There are currently on a market commercially available kits made by a number of other companies but many of them have significant technical limitations. Most of these kits utilize so-called random primers which cannot address high sensitivity applications that are sought after by the marketplace. Random primers are sequences of DNA that are used to jumpstart the amplification process where subsequent (indiscernible) reaction completes the synthesis of the final product used in an experiment. It is widely believed in the scientific community that the use of these primers generates an inferior final product that adversely affects the results of a genetic experiment.

This drawback is intensified as multiple rounds of amplification are employed, therefore compounding the formation of a poor quality and product.

Enzo, by contrast, has achieved a major technical milestone like overcoming many of these limitations. Our scientists have developed a unique methodology whereby random primers are not employed. This allows researchers to proceed with a number of amplification rounds with the assurance that integrity of the final product used in the genetic analysis experiment is extremely high.

Consequently, this improved method complements the use of state of the art microdissection techniques.

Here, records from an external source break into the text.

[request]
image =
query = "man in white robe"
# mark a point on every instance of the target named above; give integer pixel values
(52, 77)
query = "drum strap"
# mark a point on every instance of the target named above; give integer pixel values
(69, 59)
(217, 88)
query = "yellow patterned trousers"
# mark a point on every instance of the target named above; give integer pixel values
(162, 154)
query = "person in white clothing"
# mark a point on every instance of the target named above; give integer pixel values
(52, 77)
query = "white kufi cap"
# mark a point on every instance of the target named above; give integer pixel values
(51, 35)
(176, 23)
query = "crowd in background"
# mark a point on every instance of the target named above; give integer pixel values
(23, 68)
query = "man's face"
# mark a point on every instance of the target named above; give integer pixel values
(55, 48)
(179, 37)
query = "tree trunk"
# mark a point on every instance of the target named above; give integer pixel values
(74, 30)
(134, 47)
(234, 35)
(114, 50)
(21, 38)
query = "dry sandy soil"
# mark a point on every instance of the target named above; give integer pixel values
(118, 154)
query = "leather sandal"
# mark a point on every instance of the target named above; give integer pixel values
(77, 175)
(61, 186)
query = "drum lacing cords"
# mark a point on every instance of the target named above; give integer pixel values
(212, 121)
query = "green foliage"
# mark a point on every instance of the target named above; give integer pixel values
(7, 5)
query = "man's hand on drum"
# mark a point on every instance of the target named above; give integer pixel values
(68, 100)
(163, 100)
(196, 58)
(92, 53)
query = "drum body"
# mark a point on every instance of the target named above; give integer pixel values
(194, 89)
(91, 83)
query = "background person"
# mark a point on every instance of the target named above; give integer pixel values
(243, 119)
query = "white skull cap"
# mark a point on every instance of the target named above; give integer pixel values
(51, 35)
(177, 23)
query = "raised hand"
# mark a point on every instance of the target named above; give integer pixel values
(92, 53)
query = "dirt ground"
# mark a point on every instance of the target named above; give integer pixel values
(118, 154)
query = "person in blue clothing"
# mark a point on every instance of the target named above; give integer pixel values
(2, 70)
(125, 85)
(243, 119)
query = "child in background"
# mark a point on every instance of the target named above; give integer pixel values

Our business development efforts (indiscernible) have verified that large pharmaceutical companies may reap the benefits of our product, because it could allow them to conserve their rear samples used in drug discovery, validation, and clinical trials. We will be introducing these important new line extensions to our BioArray line during the next quarter.

Enzo Life Sciences is also planning to introduce new additions to its Genebene (ph) line of products for glass slide spotted arrays and thus, proprietary technology is leading to a comprehensive product offering of labeling alternatives, which will allow Enzo to capture a larger share of the genetic analysis research market.

As we bring out our new products, we believe that the expanded marketing infrastructure we're creating will allow us to more successfully capture market share. Additionally since many of these products are complementary to ones already in our catalog they will be sold to the same customers providing a synergistic effect to our sales and marketing efforts.

We are committed to transforming our Life Sciences division. We are fortunate that we have a portfolio of novel technologies and products that are being developed to aid the genomics marketplace. We are focusing and investing resources to understand new markets and emerging technology and to develop technologies that address these markets. Our product portfolio is being transformed into one that is highly focused on the highest potential business and we're stepping up our activity, looking at in licensing, out licensing and collaborations as vehicles to produce incrementals in this revenue and we're looking at programs to better leverage our extremely encompassing intellectual property estate.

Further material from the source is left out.